Should this be taken as a case against him?? Poor guy was subjected to many condescending looks and jibes. As if it was his mistake that his family left the country for greener pastures.

Some colleagues even quipped that he was the ‘Non reliable Indian” and made jokes on it.

Frankly, it was disgusting. The expectation of him having to apologize for his non-Indian -ness.

It wasn’t funny. Why compel a guy to feel guilty for something he isn’t. He himself does not consider himself an Indian as much as an American, so how can we claim him for ourselves? Make him guilty for not knowing the national anthem. Rebuke him for not knowing his mother-tongue!!

What gives us the authority to be judgmental of such people??

Are we holier-than-thou just because we were born and brought up here??

And frankly, given a chance to go and settle abroad, how many of us would possibly refuse??

On t he other hand, there are people, who though abroad, are mentally rooted to their motherland. They follow the rules and regulations of the country they stay in, yet, it is their own country which is dear to them.

Would it be fair to deprive such people of their involvement in the development of their country?

It’s a different story that a lot of NRI money flows in for political purposes. There does arise some consternation as to the ethics of politics once the NRIs are allowed to vote. But then, Indian politics have NEVER been ethical, so that’s a very minor issue here.

Somehow, I relate to these people, unflatteringly called as the ‘Diaspora’ (Who coined this term anyway?!! Every time I hear it, I have this horrible mental image of adults going around in diapers!! Sheesh!!)

You may feel that you belong but then you end up having people from both sides condemning you as an outsider. What could be worse?

We say that world is getting smaller. But sometimes, I feel, we are doing our damned best to make sure that the distances grow further.

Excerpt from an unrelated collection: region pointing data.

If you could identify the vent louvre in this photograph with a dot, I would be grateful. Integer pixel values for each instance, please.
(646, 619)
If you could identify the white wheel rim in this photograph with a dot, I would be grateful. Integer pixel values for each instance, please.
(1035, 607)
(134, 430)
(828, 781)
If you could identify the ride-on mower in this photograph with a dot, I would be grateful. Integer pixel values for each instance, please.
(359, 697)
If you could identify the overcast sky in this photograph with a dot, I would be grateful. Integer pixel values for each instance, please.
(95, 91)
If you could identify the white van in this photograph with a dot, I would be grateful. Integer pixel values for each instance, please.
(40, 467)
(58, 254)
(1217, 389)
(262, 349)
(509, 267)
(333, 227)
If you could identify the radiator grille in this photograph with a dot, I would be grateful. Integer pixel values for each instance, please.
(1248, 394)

Its time we accept that those who do want to belong, shouldn’t be deprived. They have a right to their motherland too. They have a right to lend a hand in the progress of the nation. We don’t just need their dollars. We need their presence too.

I, personally, welcome the move.

I guess it stems from the fact that I can understand what “not belonging” feels like!!

So lets stop calling them “Non R***** Indians” .Why not rephrase it to “New Responsible Indians”?